End-ischemic dual hypothermic oxygenated machine perfusion (DHOPE) and normothermic machine perfusion (NMP) of donor livers serve different goals. While a short period of end-ischemic HOPE resuscitates mitochondria and reduces ischemia-reperfusion injury, NMP allows for ex-situ functional testing of donor livers. We established a combined protocol of one hour DHOPE, followed by controlled oxygenated rewarming (COR), and NMP for resuscitation and viability assessment of high risk donor livers that were initially declined for transplantation by all Dutch liver transplant centers (DHOPE-COR-NMP trial).

Methods

The DHOPE-COR-NMP trial (NTR5972) was initiated in July 2017 and three livers were included until October 2017. To facilitate machine perfusion at different temperatures an acellular perfusion fluid containing an hemoglobin-based oxygen carrier (HBOC) was developed.
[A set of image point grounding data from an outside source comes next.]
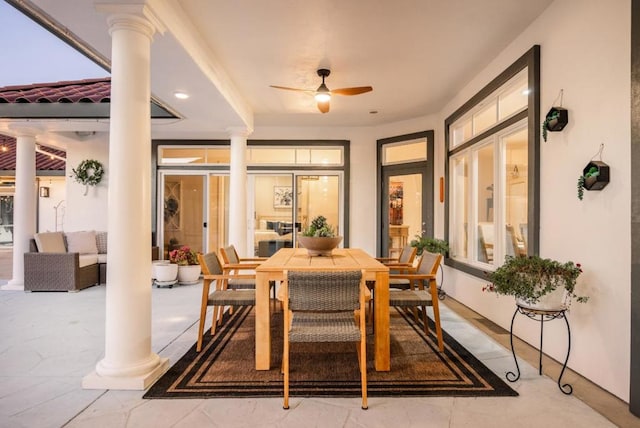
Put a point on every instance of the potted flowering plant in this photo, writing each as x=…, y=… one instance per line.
x=183, y=256
x=537, y=283
x=188, y=266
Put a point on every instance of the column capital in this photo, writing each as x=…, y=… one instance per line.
x=136, y=17
x=239, y=131
x=25, y=129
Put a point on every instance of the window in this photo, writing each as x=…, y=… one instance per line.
x=492, y=145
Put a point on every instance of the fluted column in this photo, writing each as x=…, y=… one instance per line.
x=129, y=362
x=24, y=205
x=238, y=221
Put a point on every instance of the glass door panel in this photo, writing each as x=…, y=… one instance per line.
x=404, y=219
x=272, y=213
x=318, y=195
x=183, y=197
x=6, y=220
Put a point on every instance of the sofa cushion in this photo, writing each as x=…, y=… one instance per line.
x=82, y=242
x=88, y=259
x=101, y=242
x=50, y=242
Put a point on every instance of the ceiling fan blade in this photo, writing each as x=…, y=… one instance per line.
x=323, y=106
x=311, y=91
x=352, y=91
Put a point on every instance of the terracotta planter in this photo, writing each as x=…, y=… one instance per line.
x=319, y=246
x=189, y=274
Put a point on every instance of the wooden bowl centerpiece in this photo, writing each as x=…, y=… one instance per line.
x=319, y=238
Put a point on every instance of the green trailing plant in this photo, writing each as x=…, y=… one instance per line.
x=432, y=245
x=545, y=125
x=319, y=228
x=89, y=172
x=593, y=172
x=530, y=278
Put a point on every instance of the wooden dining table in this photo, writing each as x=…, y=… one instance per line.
x=288, y=259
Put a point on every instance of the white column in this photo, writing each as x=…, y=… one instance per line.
x=238, y=221
x=24, y=205
x=129, y=362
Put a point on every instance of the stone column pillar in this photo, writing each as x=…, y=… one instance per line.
x=238, y=221
x=129, y=362
x=24, y=205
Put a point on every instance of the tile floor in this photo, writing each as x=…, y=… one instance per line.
x=51, y=340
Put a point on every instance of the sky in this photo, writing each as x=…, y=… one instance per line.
x=31, y=54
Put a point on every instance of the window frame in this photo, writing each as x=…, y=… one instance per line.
x=531, y=62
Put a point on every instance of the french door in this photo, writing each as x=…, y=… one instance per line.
x=405, y=211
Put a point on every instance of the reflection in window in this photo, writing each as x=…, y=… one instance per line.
x=459, y=207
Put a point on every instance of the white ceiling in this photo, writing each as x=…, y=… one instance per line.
x=415, y=53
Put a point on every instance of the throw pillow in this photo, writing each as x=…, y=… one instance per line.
x=101, y=242
x=82, y=242
x=50, y=242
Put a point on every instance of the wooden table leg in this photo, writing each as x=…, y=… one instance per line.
x=382, y=344
x=263, y=318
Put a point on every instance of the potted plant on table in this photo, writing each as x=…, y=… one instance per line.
x=188, y=266
x=319, y=238
x=537, y=283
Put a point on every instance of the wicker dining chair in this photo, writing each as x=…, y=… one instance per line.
x=325, y=306
x=221, y=296
x=417, y=296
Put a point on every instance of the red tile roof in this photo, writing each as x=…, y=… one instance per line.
x=78, y=91
x=43, y=162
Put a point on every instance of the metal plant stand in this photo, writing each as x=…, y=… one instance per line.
x=545, y=315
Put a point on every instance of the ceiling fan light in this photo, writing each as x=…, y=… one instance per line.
x=323, y=97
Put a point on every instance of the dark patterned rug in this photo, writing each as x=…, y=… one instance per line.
x=225, y=367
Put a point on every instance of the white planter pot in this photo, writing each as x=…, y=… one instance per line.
x=165, y=271
x=188, y=274
x=554, y=301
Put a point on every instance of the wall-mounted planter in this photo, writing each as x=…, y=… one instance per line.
x=596, y=181
x=555, y=121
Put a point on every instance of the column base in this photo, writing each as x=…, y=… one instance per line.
x=13, y=285
x=134, y=383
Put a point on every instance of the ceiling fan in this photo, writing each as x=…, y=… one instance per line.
x=323, y=94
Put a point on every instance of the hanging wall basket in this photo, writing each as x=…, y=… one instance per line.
x=555, y=121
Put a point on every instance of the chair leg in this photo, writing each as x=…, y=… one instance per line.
x=285, y=368
x=362, y=362
x=436, y=319
x=424, y=320
x=203, y=318
x=216, y=321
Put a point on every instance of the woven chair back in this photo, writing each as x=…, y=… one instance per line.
x=430, y=263
x=324, y=291
x=210, y=263
x=407, y=254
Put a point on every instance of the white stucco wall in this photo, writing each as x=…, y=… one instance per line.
x=87, y=212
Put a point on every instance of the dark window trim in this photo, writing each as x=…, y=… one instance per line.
x=531, y=61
Livers were deemed transplantable if bile production was ≥ 10 g, biliary pH >7.45, and perfusate pH and lactate levels normalized within the first 150 minutes of the NMP phase.

Results

All three livers produced sufficient amounts of bile (median cumulative bile production 57 g at 150 minutes of NMP). Liver 1 reached normal perfusate pH and lactate levels, as well as a biliary pH of 7.55 within 150 min of NMP. Peak ALT in perfusate was 540 IU/L. This liver was successfully transplanted, with the recipient in excellent condition at 3 months of follow-up. Liver 2 reached normal perfusate pH and lactate levels within 150 min of NMP, but biliary pH was 7.39. Peak ALT in perfusate was 4215 IU/L. Liver 3 did not reach normal perfusate pH and lactate levels during viability assessment. Moreover, biliary pH was 7.32. Peak ALT in perfusate was 8460 IU/L. Both livers 2 and 3 did not meet the viability criteria and were therefore discarded.

Conclusion

Sequential DHOPE, COR and NMP, using an acellular fluid containing an HBOC, is feasible and enables both resuscitation and viability testing of high risk donor livers prior to transplantation. This protocol provides a tool to expand the donor pool by selecting donor livers that can be transplanted safely despite initial decline based on a high-risk donor profile.